Employment agreements and discrimination

by The Findlaw Team

In New Zealand, the Human Rights Act 1993 and Employment Relations Act 2000 makes it unlawful for an employer to discriminate against an employee (or potential employee) on certain, specified grounds (eg gender, age, disability, sexual orientation, and race).

There are many stages during an employment relationship where an employee may consider they have been discriminated against by the employer.

One of these stages is setting the terms and conditions of employment and putting them into writing in an employment agreement. This could be at the beginning of the employment relationship, or during the relationship when one of the parties wishes to vary the agreement.

Human Rights Act 1993

Under section 22(1)(b) of the Human Rights Act 1993, it is unlawful to offer or give any of the following on a less favourable basis, because of any of the prohibited grounds:
  • Terms and conditions of employment;
  • Fringe benefits (eg superannuation or insurance cover);
  • Training;
  • Promotion; and
  • Employment transfers.

Salary and remuneration packages are a term and condition of employment. Equal pay for work of equal value must be provided. This is a positive obligation. It is not a defence to say that the complainant never asked for the same pay as colleagues.

Arbitrary starting and finishing times that are not necessary for the efficient performance of the job and which create hardship for workers with family responsibilities, can constitute family status discrimination.

An employer may be indirectly discriminating against an employee returning from parental leave, who seeks to continue his or her career on a part-time basis, continuing to care for a young child, if the employer refuses to consider whether the work can be undertaken on a part-time basis. While some jobs may not be able to be done on this basis, many can.

Case example: Inflexibility in roster changes

In Teding van Berkhout v Commissioner of Police (2013), the Employment Relations Authority held that an employee was constructively dismissed when she resigned after her employer changed her rostered hours, creating severe difficulties due to her family commitments.

The employee had worked for the Police since 1988. Following the birth of her second child in 2003, she worked 16 hours a week as a call taker/dispatcher. This arrangement was approved under the employer's Flexible Employment Option Policy (FEO).

In 2011, a new roster arrangement was introduced for all employees who worked reduced hours under the FEO policy. Under the new roster, the employee would have to work 20 hours a week and some of her shifts would start at 17.00. Her shifts had previously started at 18.00.

The employee’s husband also worked for the Police and didn't finish work until 17.00. This made it very difficult for her to start at that time due to child care issues.

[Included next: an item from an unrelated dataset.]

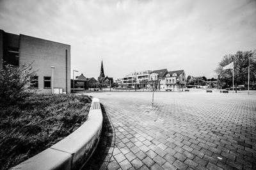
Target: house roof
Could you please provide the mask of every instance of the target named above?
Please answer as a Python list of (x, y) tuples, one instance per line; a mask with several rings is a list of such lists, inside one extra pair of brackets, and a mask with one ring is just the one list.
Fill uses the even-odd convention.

The employee resisted the new shifts and asked to remain at 16 hours a week, starting at 18.00. She was told that if she did not agree to the new shifts by a certain date, she would have to return to full-time duties. She signed an agreement "under protest" and worked the new hours for around three months before resigning. She claimed she had been constructively dismissed.

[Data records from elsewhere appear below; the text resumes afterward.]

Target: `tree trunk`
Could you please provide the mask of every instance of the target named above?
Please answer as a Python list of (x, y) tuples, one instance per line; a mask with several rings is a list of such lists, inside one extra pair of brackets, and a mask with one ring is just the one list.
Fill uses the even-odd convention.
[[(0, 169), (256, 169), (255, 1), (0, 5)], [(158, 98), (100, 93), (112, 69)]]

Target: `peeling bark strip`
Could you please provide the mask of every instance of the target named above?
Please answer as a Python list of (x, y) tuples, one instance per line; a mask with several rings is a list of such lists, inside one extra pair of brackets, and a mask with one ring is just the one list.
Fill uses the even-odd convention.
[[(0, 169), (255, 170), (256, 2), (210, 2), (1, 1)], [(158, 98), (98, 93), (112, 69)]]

The Authority held that consultation in an employment setting goes beyond simply meeting with an employee in an endeavour to force them to accept new terms of employment. In particular, genuine efforts must be made to accommodate the employee's views. No such efforts were made by the employer in this case - the new roster was simply imposed upon her.

The employer did not explore the possibility of making small changes to the new roster to ease the employee’s "most severe difficulty". For example, the possibility of her starting work at 17.30 was not explored.

The Authority held the employer was unnecessarily inflexible in its insistence that the employee must commence at 17.00. Such inflexibility had a real adverse impact on her.

Section 4(1A)(b) of the Employment Relations Act 2000 imposes the duty to be active and constructive in establishing and maintaining a productive employment relationship in which the parties are, amongst other things, responsive and communicative. By failing to explore fully whether the communications centre could have accommodated a 17.30 start, the employer failed to comply with this duty.

The Authority concluded that the employee was constructively dismissed. It ordered the employer to pay lost remuneration and $10,000 compensation for humiliation, loss of dignity and injury to her feelings.